A.Rafay
ELITE MEMBER
- Joined
- Apr 25, 2012
- Messages
- 11,400
- Reaction score
- 10
- Country
- Location
More than 500 Hamas rockets killing three Israelis and it's a new holocaust; yet 1100 retaliatory strikes killing dozens of Palestinian civilians and it's no more than collateral road-kill. But who cares? They're only Arabs anyway and contribute little or nothing of significance to Democratic or Republican party coffers, the leaders of each having promised to maintain funding to Israel and supplying its military materiel irrespective of the outcome.
Political leaders correctly support Israel's right to protect its citizens but why can't the Palestinians expect recognition of the same right? Hamas is the closest they have to a defence body responding to the internationally recognised illegal occupation of Palestinian land and the ''surgical'' assassination of its commanders.
The US loudly promotes democracy but apparently only when elections give results it likes. Although elected by the people, Hamas was not the US choice so is therefore not legitimate. Its actions over the years of occupation echo to a minor extent those of the Irgun, Haganah and Stern gang of the 1940s that bombed, maimed and killed hundreds in their murderous and eventually successful quest for a Jewish homeland, with their leaders becoming heroic figures to Zionism.

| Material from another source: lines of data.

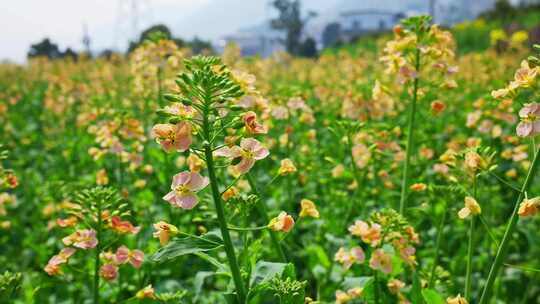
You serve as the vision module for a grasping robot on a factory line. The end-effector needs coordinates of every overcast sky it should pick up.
[0,0,336,62]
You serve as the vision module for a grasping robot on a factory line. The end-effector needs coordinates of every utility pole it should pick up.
[429,0,436,22]
[82,23,92,57]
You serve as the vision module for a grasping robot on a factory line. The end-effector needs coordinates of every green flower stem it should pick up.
[429,204,448,288]
[399,48,420,214]
[229,226,268,231]
[246,173,287,263]
[465,216,476,299]
[465,172,477,299]
[373,270,380,304]
[478,146,540,304]
[94,196,103,304]
[203,115,246,304]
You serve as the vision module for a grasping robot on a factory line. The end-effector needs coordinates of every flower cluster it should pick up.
[88,115,146,171]
[44,188,144,281]
[334,209,420,274]
[491,46,540,137]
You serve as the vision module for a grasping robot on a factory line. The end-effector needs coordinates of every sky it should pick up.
[0,0,336,63]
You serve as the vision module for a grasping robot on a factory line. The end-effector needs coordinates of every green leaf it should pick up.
[343,277,373,289]
[411,271,424,304]
[152,233,223,263]
[422,288,446,304]
[249,261,295,287]
[306,245,330,268]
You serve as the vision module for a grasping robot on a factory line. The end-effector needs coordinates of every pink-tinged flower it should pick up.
[62,229,98,249]
[518,197,540,217]
[352,144,371,168]
[215,138,270,174]
[516,102,540,137]
[458,196,482,219]
[244,111,268,134]
[115,245,144,268]
[163,171,209,209]
[135,284,156,300]
[386,279,405,294]
[268,211,294,232]
[99,264,118,281]
[56,216,78,228]
[369,249,392,274]
[349,221,381,246]
[44,248,76,276]
[152,121,192,152]
[111,215,141,234]
[334,247,366,269]
[153,221,178,246]
[399,240,417,267]
[446,294,469,304]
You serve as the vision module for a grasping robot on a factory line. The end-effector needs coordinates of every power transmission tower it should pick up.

Encouraged by ultra-Orthodox Jews who neither work for a living nor serve in the Israeli Defence Force but immerse themselves in the study of obscure and arcane texts promoting a return to a Greater Israel, the Israeli government, like its predecessors, shows little regard for international humanitarian law when it comes to self-interest and territorial expansion. As Prime Minister Netanyahu resisted previous cautionary approaches of US President Obama to military action in Gaza, his followers will hardly be trembling in their phylacteries and yarmulkes at Bob Carr's admonition to restraint.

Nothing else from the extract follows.